The Spartans felt the situation was desperate and called the Athenians for help because they had experience in sieges. The Spartiate Perikleidas is said to have appeared in Athens as a supplicant. As of 462 BC When the Athenian army appeared in the Peloponnese under the kimon known as the friend of the Spartans , the Spartans no longer felt the situation to be so threatening that they wanted to accept foreign help, especially not from Athens, with which they wanted to rule in Greece rivaled. They sent the Athenians back; this affront led to Kimon's banishment and the beginning of open conflicts between Athens and Sparta. The Messenians in the fortress of Ithome finally gave up (according to Thucydides in the tenth year, but perhaps a little earlier) and were given free retreat; they were settled in Naupaktos by the Athenians . The Spartan rule over the remaining Messenian helots was restored.

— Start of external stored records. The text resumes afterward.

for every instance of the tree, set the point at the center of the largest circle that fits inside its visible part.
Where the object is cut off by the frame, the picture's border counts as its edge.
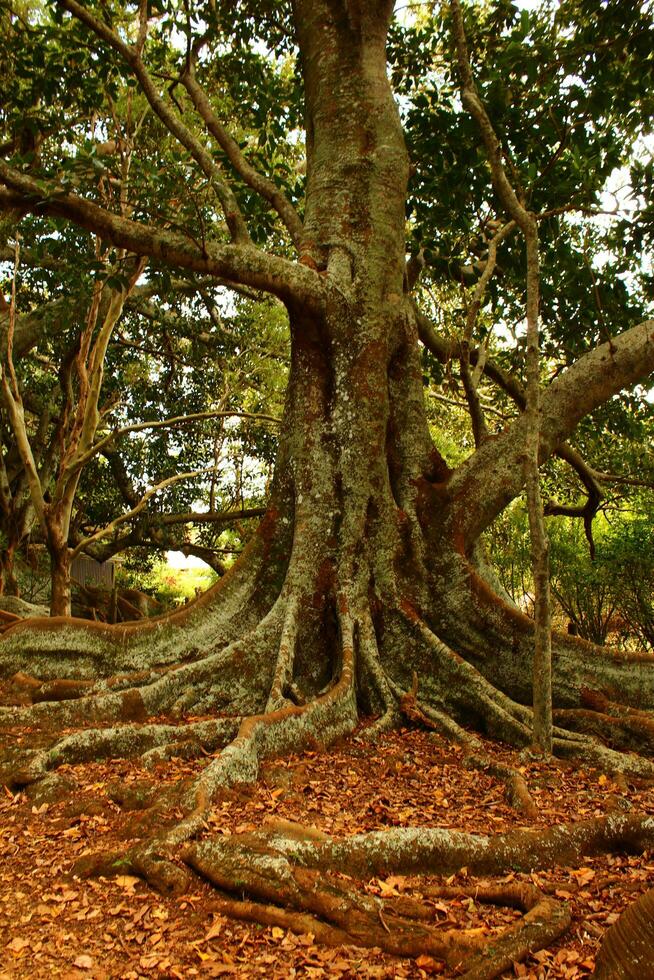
(363, 590)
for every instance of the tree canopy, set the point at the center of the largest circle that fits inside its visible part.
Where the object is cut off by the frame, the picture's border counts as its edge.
(431, 227)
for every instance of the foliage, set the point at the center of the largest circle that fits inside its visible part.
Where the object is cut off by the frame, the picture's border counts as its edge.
(170, 586)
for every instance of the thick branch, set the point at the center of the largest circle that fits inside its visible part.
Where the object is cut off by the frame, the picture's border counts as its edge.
(493, 476)
(132, 57)
(262, 185)
(241, 264)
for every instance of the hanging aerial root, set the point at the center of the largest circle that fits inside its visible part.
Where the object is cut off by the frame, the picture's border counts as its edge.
(374, 686)
(283, 676)
(465, 693)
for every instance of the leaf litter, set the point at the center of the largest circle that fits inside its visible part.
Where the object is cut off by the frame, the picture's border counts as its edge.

When Athens in the first phase of the Peloponnesian War in 425 BC BC occupied the Messenian port city of Pylos and the following year the island of Kythera , the Spartans were again in fear of an uprising by the Messenian helots, especially since the Athenians brought the former rebels from Naupaktos back to the Peloponnese. It was not until the Peace of Nicias in 421 BC. BC put an end to the Spartans' fear of a major uprising, which, however, never happened.

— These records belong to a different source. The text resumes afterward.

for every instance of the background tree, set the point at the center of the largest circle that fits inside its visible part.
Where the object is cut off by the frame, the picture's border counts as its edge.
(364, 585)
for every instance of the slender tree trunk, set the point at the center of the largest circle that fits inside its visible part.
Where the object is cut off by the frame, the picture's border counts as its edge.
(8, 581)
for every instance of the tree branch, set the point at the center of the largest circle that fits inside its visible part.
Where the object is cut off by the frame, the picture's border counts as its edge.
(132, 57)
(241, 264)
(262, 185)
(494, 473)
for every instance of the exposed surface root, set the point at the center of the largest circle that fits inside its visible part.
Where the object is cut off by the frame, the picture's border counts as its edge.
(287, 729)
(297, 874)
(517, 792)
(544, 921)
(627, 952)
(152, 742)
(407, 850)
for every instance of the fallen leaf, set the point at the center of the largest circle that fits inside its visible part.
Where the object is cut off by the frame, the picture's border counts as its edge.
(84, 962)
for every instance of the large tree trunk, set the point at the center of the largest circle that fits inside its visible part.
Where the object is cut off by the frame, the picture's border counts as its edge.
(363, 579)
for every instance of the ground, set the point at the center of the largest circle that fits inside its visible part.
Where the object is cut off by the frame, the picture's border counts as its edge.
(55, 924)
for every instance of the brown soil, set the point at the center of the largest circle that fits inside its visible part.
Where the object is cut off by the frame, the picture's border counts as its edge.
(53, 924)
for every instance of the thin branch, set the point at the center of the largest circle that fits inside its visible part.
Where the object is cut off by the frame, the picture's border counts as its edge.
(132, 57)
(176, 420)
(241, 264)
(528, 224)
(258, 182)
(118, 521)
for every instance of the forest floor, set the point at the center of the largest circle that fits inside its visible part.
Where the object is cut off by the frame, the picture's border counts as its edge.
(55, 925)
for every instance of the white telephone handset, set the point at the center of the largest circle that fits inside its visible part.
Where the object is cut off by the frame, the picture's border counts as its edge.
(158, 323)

After the Spartan defeat at Leuktra , the Thebans fell in 370 BC. In the Peloponnese. They finally helped the Messenians gain independence. The new capital Messene was founded at the foot of the Ithome . The laconic helots, on the other hand, of whom the Spartans had added 6,000 to their army , remained loyal to their masters. But Sparta's power base was decisively weakened by the loss of Messenia.

literature

  • Manfred Clauss : Sparta. An introduction to its history and civilization . Beck, Munich 1983, ISBN 3-406-09476-7 , especially pp. 43-45, 52-53, 71, 113-115.
  • JT Hooker: Sparta. History and culture . Reclam, Stuttgart 1982, ISBN 3-15-010314-2 , esp. Pp. 211-213, 230-232, 237, 274.

Remarks

  1. Diodor, 11, 63-64.
  2. Aristophanes, Lysistrata 1138-1141.
  3. Thucydides 1, 103.
  4. Literature on the research controversy in Clauss, Sparta , p. 194.